ArangoDB-Community / arangodb-tinkerpop-provider

An implementation of the Tinkerpop OLTP Provider for ArangoDB
Apache License 2.0
84 stars 16 forks source link

add edge labels on schemaless gremlin graph #54

Closed henzesberger closed 3 years ago

henzesberger commented 4 years ago

Hi,

When running a simple query to create two new nodes and connect them with a special edge, I get an error that the edge doesn't exist.

gremlin> g.addV().addE("special-edge").to(g.addV())
Edge label (special-edge)not in graph (graph) edge collections.

The error occurs when the traversal engine calls the addEdge method of ArangoDBVertex.

I want to have a clean Gremlin interface, so I'd hope that you can just add the edge label (I see that there already is a ArangoDBGraph.schemaless flag) if it doesn't exist yet

arcanefoam commented 4 years ago

Hi, What do you mean by "clean" interface?

If you don'r provide desired vertex and edge labels via configuration, the default labels are vertex and edge . This is the "Schemaless" mode.

Due to how ArangoDB Graphs work, the graph's vertex and edge collections need to exist and be known during graph creation. As such, it is not possible to use "dynamic" vertex/edge lables once the graph has been created. Thus, in your case you would need to provide the edge label in the configuration:

gremlin.arangodb.conf.graph.edge = special-edge
henzesberger commented 4 years ago

I mean that I want an interface that supports gremlin traversals out of the box without any vendor-specific code. The configuration can be dependent on the database but shouldn't on the data.

Are there any plans to support this dynamic mode? Without it I guess that most of the Gremlin traversals wouldn't work without configuration.

I don't know the labels at graph creation time and also want to keep it that way

arcanefoam commented 4 years ago

From the ArangoDB docs:

Named Graphs

Named graphs are completely managed by ArangoDB, and thus also visible in the web interface.

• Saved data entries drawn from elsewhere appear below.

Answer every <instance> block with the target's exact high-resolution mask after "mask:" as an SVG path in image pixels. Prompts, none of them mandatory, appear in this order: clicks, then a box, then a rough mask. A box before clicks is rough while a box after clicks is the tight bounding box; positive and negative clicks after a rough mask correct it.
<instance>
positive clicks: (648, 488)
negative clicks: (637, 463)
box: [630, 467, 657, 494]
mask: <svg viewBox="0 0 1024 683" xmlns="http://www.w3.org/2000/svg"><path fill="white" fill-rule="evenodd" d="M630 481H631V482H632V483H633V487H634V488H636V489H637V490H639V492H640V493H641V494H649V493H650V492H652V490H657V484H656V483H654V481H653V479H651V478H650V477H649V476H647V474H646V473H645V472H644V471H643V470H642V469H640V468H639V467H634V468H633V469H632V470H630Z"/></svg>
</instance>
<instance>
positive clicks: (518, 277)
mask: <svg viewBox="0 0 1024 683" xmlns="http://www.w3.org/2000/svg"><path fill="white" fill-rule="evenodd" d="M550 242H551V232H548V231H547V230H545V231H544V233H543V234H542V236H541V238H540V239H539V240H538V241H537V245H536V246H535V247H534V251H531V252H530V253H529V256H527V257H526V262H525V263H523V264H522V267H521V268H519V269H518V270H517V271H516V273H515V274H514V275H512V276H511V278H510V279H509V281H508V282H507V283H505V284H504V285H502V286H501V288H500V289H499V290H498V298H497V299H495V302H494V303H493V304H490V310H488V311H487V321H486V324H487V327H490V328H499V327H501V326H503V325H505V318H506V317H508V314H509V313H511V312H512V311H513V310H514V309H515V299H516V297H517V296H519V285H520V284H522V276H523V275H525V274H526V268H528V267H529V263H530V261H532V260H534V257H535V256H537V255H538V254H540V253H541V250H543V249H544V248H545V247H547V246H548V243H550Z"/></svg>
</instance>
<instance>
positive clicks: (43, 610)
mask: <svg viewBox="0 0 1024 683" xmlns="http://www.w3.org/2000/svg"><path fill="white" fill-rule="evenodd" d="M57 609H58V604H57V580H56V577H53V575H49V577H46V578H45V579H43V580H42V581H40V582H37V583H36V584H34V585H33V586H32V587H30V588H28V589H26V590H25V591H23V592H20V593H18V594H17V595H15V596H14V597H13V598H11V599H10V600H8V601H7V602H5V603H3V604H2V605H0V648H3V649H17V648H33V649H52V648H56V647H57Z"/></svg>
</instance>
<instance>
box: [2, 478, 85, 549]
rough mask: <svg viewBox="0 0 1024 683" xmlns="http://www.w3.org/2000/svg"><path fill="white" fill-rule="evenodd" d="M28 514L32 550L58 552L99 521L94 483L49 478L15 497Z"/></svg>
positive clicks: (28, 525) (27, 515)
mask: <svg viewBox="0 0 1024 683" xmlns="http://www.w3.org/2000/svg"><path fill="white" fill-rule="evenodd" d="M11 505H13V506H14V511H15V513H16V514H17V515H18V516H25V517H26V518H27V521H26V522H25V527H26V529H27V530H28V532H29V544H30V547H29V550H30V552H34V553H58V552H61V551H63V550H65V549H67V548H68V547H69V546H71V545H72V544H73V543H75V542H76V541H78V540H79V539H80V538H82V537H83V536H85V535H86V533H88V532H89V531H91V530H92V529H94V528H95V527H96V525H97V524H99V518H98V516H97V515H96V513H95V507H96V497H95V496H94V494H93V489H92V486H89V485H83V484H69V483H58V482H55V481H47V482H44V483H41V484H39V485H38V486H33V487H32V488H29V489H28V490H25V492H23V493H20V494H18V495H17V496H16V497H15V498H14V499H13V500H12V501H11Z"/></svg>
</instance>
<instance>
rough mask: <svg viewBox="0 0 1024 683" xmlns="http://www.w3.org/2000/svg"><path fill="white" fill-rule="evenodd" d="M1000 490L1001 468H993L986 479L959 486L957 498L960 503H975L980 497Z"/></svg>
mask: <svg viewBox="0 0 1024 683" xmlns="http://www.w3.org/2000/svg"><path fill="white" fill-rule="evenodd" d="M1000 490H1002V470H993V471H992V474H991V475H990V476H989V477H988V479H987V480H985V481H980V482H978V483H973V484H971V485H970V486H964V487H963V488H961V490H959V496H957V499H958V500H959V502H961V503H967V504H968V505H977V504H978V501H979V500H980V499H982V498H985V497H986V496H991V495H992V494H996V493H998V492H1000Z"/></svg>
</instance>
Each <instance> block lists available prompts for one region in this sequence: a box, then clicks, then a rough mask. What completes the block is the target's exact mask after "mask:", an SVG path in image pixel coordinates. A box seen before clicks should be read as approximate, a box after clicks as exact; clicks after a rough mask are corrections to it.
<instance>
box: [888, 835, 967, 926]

They use the full spectrum of ArangoDB’s graph features. You may access them via several interfaces.

Anonymous graphs

Sometimes you may not need all the powers of named graphs, but some of its bits may be valuable to you. ... Anonymous graphs don’t have edge definitions describing which vertex collection is connected by which edge collection. The graph model has to be maintained in the client side code. This gives you more freedom than the strict named graphs.

When to choose anonymous or named graphs?

As noted above, named graphs ensure graph integrity, both when inserting or removing edges or vertices. So you won’t encounter dangling edges, even if you use the same vertex collection in several named graphs. This involves more operations inside the database which come at a cost. Therefore anonymous graphs may be faster in many operations. So this question may be narrowed down to: ‘Can I afford the additional effort or do I need the warranty for integrity?’.

The Tinkerpop implementation relies on Named Graphs so we can warranty the integrity of the graph.

In order to provide a "dynamic mode" we would need to write all the integrity logic on the Tinkerpop code in order to use Anonymous Graphs. This will require a considerable effort. I would advise creating a new bug as a new functionality request: "Provide an AnonymousArangoDBGraph implementation to support generic gremlin traversals without requiring a schema". You are welcome to provide a patch for this, or encourage input form other community members to chip in :).

arcanefoam commented 3 years ago

Closing this as an answer was given to the question.